Consider a memory system that uses a 32-bit address to address at the byte level, plus a cache that uses a 64-byte line size.

- 1. Assume a direct mapped cache with a tag field in the address of 20 bits. Show the address format and determine the following parameters: number of addressable units, number of blocks in main memory, number of lines in cache, size of tag.
- 2. Assume a four-way set-associative cache with a tag field in the address of 9 bits.
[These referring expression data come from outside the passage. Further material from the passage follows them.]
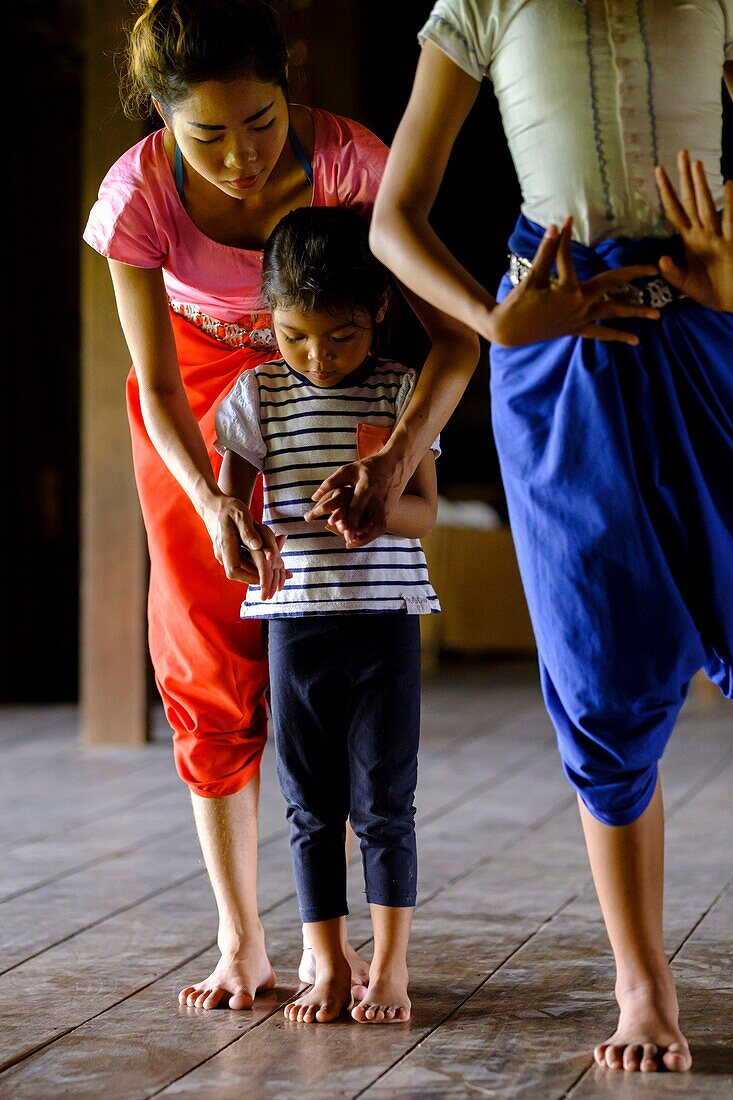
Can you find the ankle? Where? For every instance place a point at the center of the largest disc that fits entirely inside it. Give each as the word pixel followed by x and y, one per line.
pixel 329 966
pixel 389 969
pixel 646 983
pixel 234 938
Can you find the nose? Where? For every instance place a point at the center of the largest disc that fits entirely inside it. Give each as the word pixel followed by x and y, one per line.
pixel 319 352
pixel 240 155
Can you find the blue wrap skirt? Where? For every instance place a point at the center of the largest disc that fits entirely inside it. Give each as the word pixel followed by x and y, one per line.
pixel 617 466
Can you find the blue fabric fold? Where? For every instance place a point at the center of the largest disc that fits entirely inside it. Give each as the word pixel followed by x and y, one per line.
pixel 617 465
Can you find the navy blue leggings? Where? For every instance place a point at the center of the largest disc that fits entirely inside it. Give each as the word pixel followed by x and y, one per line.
pixel 345 697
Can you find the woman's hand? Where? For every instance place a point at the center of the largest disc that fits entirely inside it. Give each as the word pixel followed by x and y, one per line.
pixel 248 550
pixel 374 484
pixel 544 308
pixel 708 237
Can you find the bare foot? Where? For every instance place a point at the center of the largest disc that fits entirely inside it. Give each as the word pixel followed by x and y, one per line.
pixel 325 1001
pixel 237 980
pixel 359 970
pixel 385 1001
pixel 647 1037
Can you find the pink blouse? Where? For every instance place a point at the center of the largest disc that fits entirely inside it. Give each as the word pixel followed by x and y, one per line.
pixel 139 218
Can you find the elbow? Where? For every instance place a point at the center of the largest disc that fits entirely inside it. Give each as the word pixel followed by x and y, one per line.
pixel 379 238
pixel 461 342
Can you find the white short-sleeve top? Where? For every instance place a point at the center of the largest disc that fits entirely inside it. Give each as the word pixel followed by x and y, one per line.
pixel 592 95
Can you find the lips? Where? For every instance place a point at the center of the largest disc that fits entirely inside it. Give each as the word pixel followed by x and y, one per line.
pixel 243 182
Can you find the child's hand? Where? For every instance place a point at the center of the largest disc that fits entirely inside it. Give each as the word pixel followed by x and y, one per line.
pixel 332 507
pixel 265 567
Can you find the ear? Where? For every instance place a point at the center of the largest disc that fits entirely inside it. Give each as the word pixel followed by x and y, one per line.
pixel 381 312
pixel 160 111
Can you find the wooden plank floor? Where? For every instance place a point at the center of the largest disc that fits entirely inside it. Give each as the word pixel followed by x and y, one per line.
pixel 106 911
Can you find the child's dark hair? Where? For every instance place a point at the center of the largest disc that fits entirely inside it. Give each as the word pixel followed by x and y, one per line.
pixel 175 44
pixel 318 259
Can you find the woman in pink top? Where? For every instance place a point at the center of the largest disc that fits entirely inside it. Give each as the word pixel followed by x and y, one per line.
pixel 182 219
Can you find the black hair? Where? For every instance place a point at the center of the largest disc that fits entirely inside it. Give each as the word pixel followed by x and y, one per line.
pixel 318 259
pixel 175 44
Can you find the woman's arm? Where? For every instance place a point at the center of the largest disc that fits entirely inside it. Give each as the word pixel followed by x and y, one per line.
pixel 403 239
pixel 171 425
pixel 237 477
pixel 414 515
pixel 708 238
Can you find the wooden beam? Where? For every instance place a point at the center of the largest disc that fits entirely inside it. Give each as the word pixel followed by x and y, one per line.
pixel 113 661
Show the address format and determine the following parameters: number of addressable units, number of blocks in main memory, number of lines in set, number of sets in cache, number of lines in cache, size of tag.
- Q7 (10%) In this exercise we look at memory locality properties of matrix computation. The following code is written in C, where elements within the same row are stored contiguously.

```
for (J=0; J<8000; J++)
for (I=0; I<8; I++)
    A[I][J]=B[J][0]+A[J][I];</pre>
```

- 1. How many 32-bit integers can be stored in a 16-byte cache line?
- 2. References to which variables exhibit temporal locality?

- 3. References to which variables exhibit spatial locality?
- Q8 (15%) Consider two processors a & b. Each processor has five stages with latencies shown in the following table. Assume that when pipelining, each pipeline stage costs 20ps extra for the registers between pipeline stages.

|             | IF    | ID    | ΕX    | MEM   | WB    |
|-------------|-------|-------|-------|-------|-------|
| processor a | 300ps | 400ps | 350ps | 550ps | 100ps |
| processor b | 200ps | 150ps | 100ps | 190ps | 140ps |

- 1. If **no** pipeline is considered, for each processor please calculate the following metrics: cycle time; latency of an instruction; the throughput. (Note that throughput is instruction number per second)
- 2. If both a & b are pipelined processors, for each one calculate the following metrics: cycle time; latency of an instruction; the throughput.
- 3. If you could split one of the pipeline stages into 2 equal halves, which one would you choose for processors a & b, respectively? For the two processors: what is the new cycle time, the new latency of an instruction, and the new throughput?